The First Time We Met: The Oxford Blue Series #1 (5 page)

‘Why have so many British men undergone frontal lobotomies?’

As he glares at me, his eyes hold something almost feral behind the drunken glaze, but I’m not scared. I’ve dealt with creeps like him before at Brown, frat boys
who thought they were God’s gift to women while secretly hating and fearing us. The only difference is his accent, but I don’t want us to turn into free entertainment for the evening and I can see Oscar, Chun and Isla twitching nervously, unsure whether to intervene.

‘If you don’t mind letting us past,
gentlemen
?’

‘Shall I, Gideon? Shall I let these totties past?’

Totties
? Is this the twenty-first century? I actually laugh at this.

Gideon sneers. ‘I don’t know, Piers.’

Losing patience, Immy pushes Gideon’s chest and my heart sinks as his eyes darken with fury.

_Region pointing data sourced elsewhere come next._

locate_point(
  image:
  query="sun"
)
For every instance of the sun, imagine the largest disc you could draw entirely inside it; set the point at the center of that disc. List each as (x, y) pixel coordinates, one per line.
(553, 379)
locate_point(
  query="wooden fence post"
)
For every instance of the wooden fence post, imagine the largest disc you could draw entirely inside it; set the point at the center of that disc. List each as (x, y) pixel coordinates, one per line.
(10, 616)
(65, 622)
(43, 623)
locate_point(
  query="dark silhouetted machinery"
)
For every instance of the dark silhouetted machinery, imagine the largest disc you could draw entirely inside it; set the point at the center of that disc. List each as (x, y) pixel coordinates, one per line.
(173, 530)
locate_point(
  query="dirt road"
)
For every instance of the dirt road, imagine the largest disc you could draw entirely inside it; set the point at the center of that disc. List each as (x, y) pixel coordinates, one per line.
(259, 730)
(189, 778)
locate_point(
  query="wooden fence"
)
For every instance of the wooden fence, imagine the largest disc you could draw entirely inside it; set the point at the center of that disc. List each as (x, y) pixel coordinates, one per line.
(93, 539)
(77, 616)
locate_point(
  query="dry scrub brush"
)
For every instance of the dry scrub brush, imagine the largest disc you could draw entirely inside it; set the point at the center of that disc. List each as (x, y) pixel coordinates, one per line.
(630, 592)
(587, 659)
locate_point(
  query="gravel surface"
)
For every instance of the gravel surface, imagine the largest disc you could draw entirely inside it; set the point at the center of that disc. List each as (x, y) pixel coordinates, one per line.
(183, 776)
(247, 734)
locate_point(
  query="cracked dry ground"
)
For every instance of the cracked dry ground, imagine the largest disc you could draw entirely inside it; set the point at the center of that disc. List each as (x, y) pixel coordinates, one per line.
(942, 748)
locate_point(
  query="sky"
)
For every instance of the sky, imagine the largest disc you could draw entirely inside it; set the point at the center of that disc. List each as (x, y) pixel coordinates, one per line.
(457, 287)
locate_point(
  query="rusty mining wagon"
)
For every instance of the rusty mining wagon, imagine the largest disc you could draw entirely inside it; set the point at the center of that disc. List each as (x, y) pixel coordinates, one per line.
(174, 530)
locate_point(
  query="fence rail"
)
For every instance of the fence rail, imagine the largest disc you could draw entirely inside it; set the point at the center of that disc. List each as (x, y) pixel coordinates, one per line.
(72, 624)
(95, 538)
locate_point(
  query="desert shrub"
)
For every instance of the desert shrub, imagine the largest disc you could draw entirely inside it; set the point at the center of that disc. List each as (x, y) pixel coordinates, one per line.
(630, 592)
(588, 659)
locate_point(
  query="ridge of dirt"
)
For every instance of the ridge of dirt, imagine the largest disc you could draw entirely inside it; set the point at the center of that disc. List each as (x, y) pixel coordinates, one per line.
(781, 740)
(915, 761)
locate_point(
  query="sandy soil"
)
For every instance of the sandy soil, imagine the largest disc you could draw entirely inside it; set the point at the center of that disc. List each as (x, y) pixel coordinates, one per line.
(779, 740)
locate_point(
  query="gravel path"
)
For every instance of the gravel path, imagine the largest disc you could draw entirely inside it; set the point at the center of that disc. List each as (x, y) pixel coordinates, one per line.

I keep my voice calm. ‘Boys, I can appreciate that a request to move out of our way may take up a great deal of your brainpower, but I’d hoped you might have comprehended my meaning by now.’

‘You’re wasting your time, Piers. I crashed and burned with her on Saturday night. Leave it.’ Rupert’s arm is at Piers’s elbow, his voice bored. I
think
he’s trying to defuse the situation, but it’s not helping.

Piers’s face crumples in mock hurt. ‘Gideon and I had rather hoped Lauren would be keen to develop the Special Relationship back at our rooms. Now, it looks like I’m going to have to spend a long lonely night with only the thought of you boys to keep me warm. Boo hoo.’

Immy holds her hand to her ear. ‘Hear that? It’s the sound of the saddest song being played on the world’s smallest violin.’ She sniggers and in unison we try to push past Piers and Gideon, as Oscar leaps up from his seat, stung into action.

‘Stop being such a pair of tits. You heard them, now fuck off.’

It ought to be funny, this tiny little guy squaring up like a terrier taking on two pit bulls, but this is turning nasty and I hate seeing anyone bullied. With one hand, Gideon shoves Oscar back into the table and a bottle smashes. His glasses fall off and shatter on the tiles.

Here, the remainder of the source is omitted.